Intervention de Elsa Faucillon

Réunion du mercredi 12 janvier 2022 à 9h30
Commission des affaires culturelles et de l'éducation

Photo issue du site de l'Assemblée nationale ou de WikipediaElsa Faucillon :

Le phénomène n'est pas nouveau, mais le temps passé devant les écrans par les enfants de 10 à 14 ans aurait doublé pendant la crise sanitaire. Je fais mienne l'analyse de Mme Ressiguier sur la tension entre les dangers et les opportunités d'internet.

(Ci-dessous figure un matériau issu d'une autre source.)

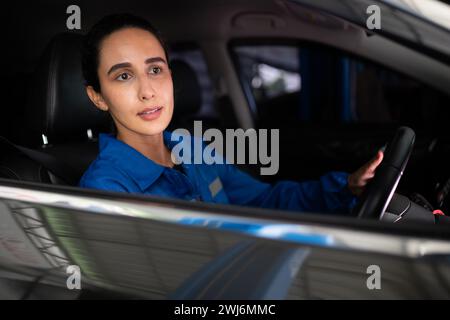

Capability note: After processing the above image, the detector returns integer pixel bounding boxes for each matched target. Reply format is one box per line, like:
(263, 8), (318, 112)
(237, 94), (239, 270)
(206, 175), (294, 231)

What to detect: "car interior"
(0, 0), (450, 222)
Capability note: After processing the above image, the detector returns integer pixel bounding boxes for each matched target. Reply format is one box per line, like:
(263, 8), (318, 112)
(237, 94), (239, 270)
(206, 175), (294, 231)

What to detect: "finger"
(367, 151), (384, 171)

Selon une étude de l'IFOP, 82 % des enfants de 10 à 14 ans utilisent internet sans leurs parents – tous les parents ici présents peuvent en attester – ; les enfants seraient connectés dès l'âge de 7 ans pour jouer en ligne ou regarder des vidéos et seraient inscrits sur leur premier réseau social autour de 8 ans et demi ; à 12 ans, un tiers d'entre eux auraient été exposés à un contenu pornographique. Ces chiffres illustrent la réalité que nous connaissons chez nous ou autour de nous. Les dommages chez les enfants sont désormais identifiés : frein au développement cérébral, particulièrement chez les tout-petits, prise de poids, dégradation de la qualité du sommeil, entrave à la réussite scolaire. Ces maux peuvent être en partie atténués grâce au filtrage des contenus auxquels les enfants sont exposés mais nous devons aussi améliorer l'éducation et la prévention qui jouent un rôle primordial.

Les dispositifs de contrôle parental sont trop peu utilisés. Nous soutenons l'obligation imposée aux fabricants par l'article 1er d'en installer un ainsi que l'idée de ne pas rendre celui‑ci automatique car cela risquerait de porter atteinte à la neutralité d'internet. Comme pour tout autre logiciel de filtrage, l'utilisateur doit conserver la maîtrise totale, donc la possibilité d'activer ou non le contrôle parental.

Nous sommes également vigilants sur l'utilisation de certaines fonctionnalités qui peuvent être intrusives. Dans ses recommandations pour renforcer la protection des mineurs en ligne, publiées le 9 juin 2021, la CNIL rappelle que ces fonctionnalités tendent à transformer le contrôle parental en surveillance, au risque d'altérer la confiance entre les parents et les enfants, d'entraver l'émancipation du mineur ou pire encore de l'habituer à être sous contrôle constant, l'invitant par là même à reproduire certaines pratiques dignes d'un monde orwellien.

Nous regrettons que la proposition de loi soit muette sur les dangers des dispositifs de contrôle parental en matière de protection des données. Selon de nombreux chercheurs, la plupart d'entre eux partagent des informations personnelles avec des tiers et sont vulnérables aux attaques informatiques. Ils transmettent ainsi à des tiers inconnus les données des utilisateurs à des fins de marketing et de monétisation, nourrissant de ce fait le ciblage publicitaire des enfants. Je déplore que nous n'ayons pas réussi pendant la législature à avancer davantage sur ce dernier point. Au cours des dix dernières années, les dépenses de publicité digitale visant les enfants ont été multipliées par dix à l'échelle mondiale. Ce matraquage publicitaire aggrave les dégâts causés par une exposition trop importante aux écrans et par l'hyperconsommation. Une étude de 2019 a démontré que les enfants des milieux populaires, pour lesquels l'offre d'activités extérieures ou culturelles est plus limitée, sont soumis à une pression publicitaire plus forte que la moyenne. Or notre pays louvoie, incapable d'adopter des mesures efficaces pour lutter contre ce phénomène, contrairement à d'autres pays qui ont proscrit les publicités à destination des enfants de moins de 13 ans.

Nous défendrons des amendements sur ces divers points mais nous sommes favorables au texte.